Mon approche silencieuse fut aussitôt interrompue par mon vario. Mon
compagnon de route m’indiquant que tout pouvait recommencer. Nous repartîmes
vers le haut avec les odeurs de la ferme. Ce ne fut par contre qu’un bref
bond qui nous mena vers l’atterro final, à quelques kilomètres de là.
Huit pouces de neige au décollage, huit pouces d’avoine à l’atterrissage!!!
Mon Foil (marque d’aile peu connue avec laquelle je vole) m’as sûrement
emmener dans un autre pays !!! Une autre planète devrais-je dire. Comme vous
l’avez déjà vous même expérimenté, j’étais un extra-terrestre en cette
contrée. Mais comme E.T., le héros du film de Spieldberg, ces gentils
habitants m’ont aidé. Ils m’ont nourri, je leur aie conté mon voyage et ils
m’ont aidé à contacter mes amis. À un moment donné, Gilles et Jacinthe sont
arrivé à bord de leur soucoupe volante... Heu! Voyons ma sonde Pathfinder
et je suis reparti vers chez moi...go home.
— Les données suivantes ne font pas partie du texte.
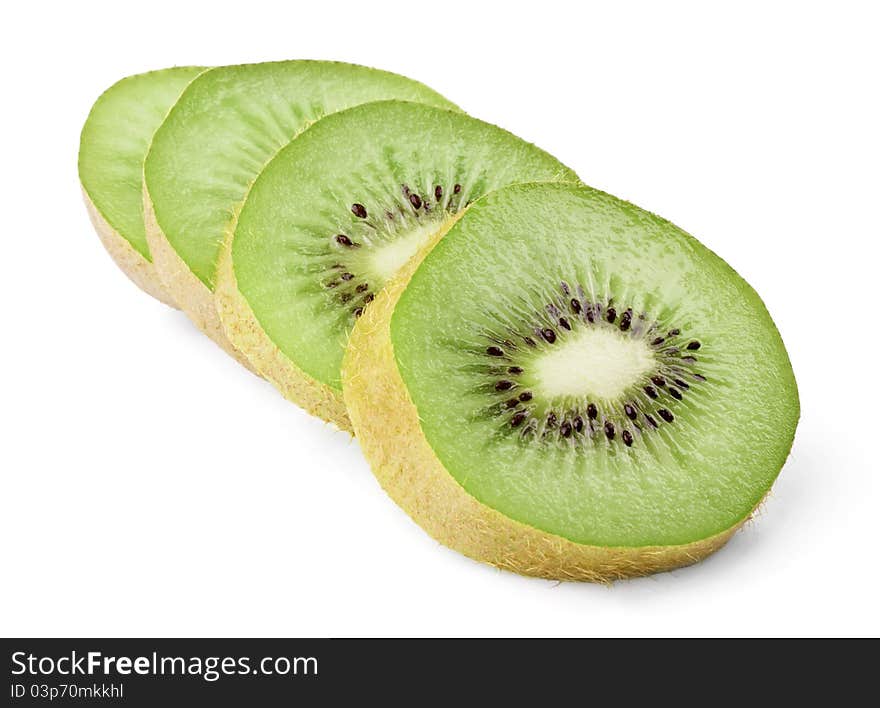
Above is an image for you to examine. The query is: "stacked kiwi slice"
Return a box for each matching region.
[80,61,799,582]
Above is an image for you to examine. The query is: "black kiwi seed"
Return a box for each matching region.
[541,327,556,344]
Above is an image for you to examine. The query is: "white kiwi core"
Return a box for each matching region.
[367,220,443,282]
[534,328,656,400]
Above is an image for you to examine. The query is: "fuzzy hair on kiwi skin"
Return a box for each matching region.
[342,225,760,583]
[82,187,179,309]
[212,223,350,433]
[143,181,256,373]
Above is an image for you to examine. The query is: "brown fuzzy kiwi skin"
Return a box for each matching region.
[80,185,177,309]
[215,225,352,433]
[142,182,256,373]
[342,230,750,583]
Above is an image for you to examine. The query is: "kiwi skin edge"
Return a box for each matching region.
[142,182,256,373]
[81,187,178,309]
[342,220,760,583]
[214,210,358,433]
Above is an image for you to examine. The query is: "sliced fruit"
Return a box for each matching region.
[79,66,204,306]
[217,101,576,428]
[144,61,454,359]
[343,185,799,581]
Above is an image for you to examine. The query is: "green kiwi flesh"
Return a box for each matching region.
[144,61,454,290]
[78,66,204,298]
[372,185,799,547]
[225,101,577,410]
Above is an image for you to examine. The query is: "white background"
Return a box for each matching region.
[0,0,880,636]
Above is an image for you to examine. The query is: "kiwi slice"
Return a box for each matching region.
[343,180,799,581]
[78,66,204,306]
[144,61,454,359]
[217,101,576,429]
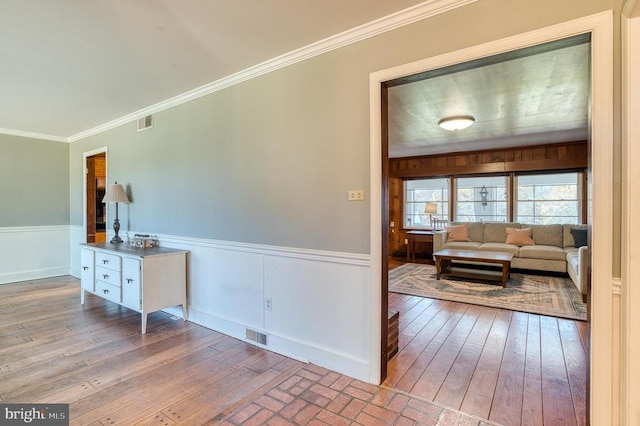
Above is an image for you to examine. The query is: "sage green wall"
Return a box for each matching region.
[0,135,69,228]
[70,0,622,253]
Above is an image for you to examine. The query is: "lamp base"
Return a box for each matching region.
[111,235,123,244]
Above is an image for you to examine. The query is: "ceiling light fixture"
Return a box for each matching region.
[438,115,476,131]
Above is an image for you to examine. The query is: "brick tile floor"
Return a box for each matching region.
[221,364,495,426]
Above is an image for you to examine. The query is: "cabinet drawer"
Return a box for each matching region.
[80,249,94,291]
[96,251,122,271]
[96,281,121,303]
[96,265,120,287]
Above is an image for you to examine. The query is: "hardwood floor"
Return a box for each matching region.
[0,277,496,426]
[383,260,587,425]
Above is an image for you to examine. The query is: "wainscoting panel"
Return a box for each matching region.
[127,232,373,381]
[0,225,69,284]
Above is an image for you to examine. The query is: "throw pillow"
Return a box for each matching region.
[446,225,471,242]
[506,228,536,246]
[570,228,587,248]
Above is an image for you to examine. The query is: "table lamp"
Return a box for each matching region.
[102,182,129,244]
[424,203,438,228]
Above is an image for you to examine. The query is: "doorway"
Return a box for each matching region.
[370,11,613,424]
[85,152,107,243]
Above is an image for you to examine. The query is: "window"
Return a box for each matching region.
[455,176,507,222]
[404,178,449,228]
[515,173,581,225]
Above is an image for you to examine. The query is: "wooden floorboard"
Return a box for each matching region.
[0,277,496,426]
[383,260,588,425]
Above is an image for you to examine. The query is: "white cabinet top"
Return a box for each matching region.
[81,243,189,257]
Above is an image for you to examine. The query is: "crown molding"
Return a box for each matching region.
[0,128,70,143]
[63,0,478,142]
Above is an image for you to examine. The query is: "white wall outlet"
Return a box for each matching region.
[349,189,364,201]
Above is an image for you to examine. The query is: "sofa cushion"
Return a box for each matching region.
[520,244,567,260]
[570,228,587,247]
[446,224,471,243]
[442,241,482,250]
[478,243,520,256]
[505,228,535,246]
[562,224,588,248]
[482,222,521,243]
[451,222,484,243]
[527,225,562,247]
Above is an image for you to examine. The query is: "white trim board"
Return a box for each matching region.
[369,11,614,425]
[619,5,640,425]
[0,225,69,284]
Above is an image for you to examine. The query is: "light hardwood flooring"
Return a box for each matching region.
[383,260,588,425]
[0,277,493,426]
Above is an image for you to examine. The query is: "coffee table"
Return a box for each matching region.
[433,249,513,288]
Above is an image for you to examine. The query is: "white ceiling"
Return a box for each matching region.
[0,0,430,140]
[389,36,590,157]
[0,0,589,157]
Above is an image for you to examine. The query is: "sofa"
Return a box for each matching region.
[433,222,588,298]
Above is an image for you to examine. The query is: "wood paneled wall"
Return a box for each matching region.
[389,141,589,255]
[389,141,588,179]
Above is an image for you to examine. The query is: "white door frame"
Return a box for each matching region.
[369,11,614,425]
[82,146,109,243]
[620,0,640,425]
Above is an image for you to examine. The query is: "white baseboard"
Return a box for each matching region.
[0,267,69,284]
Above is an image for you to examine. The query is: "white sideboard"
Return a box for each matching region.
[80,243,188,334]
Sur mon retour, je n’ai pas pu m’empêcher de visiter le Duck pour que nous
partagions ensemble ce vol et une bonne Érabière. Aujourd’hui, c’est avec
vous tous que j’avais envi de le faire. Sur la route qui me conduisait à la
maison, je pensais à cette phrase d’un grand pilote suisse: « Les projets
fous perdront leur folie comme la lune sa virginité » Et oui, ce rêve fou
lui avait finalement fait perdre sa pureté... Maintenant qu’elle est
conquise, nous devrons revenir pour recommencer.
Mais cette fois... Les Flaquistes iront atterrir au mont Yamaska.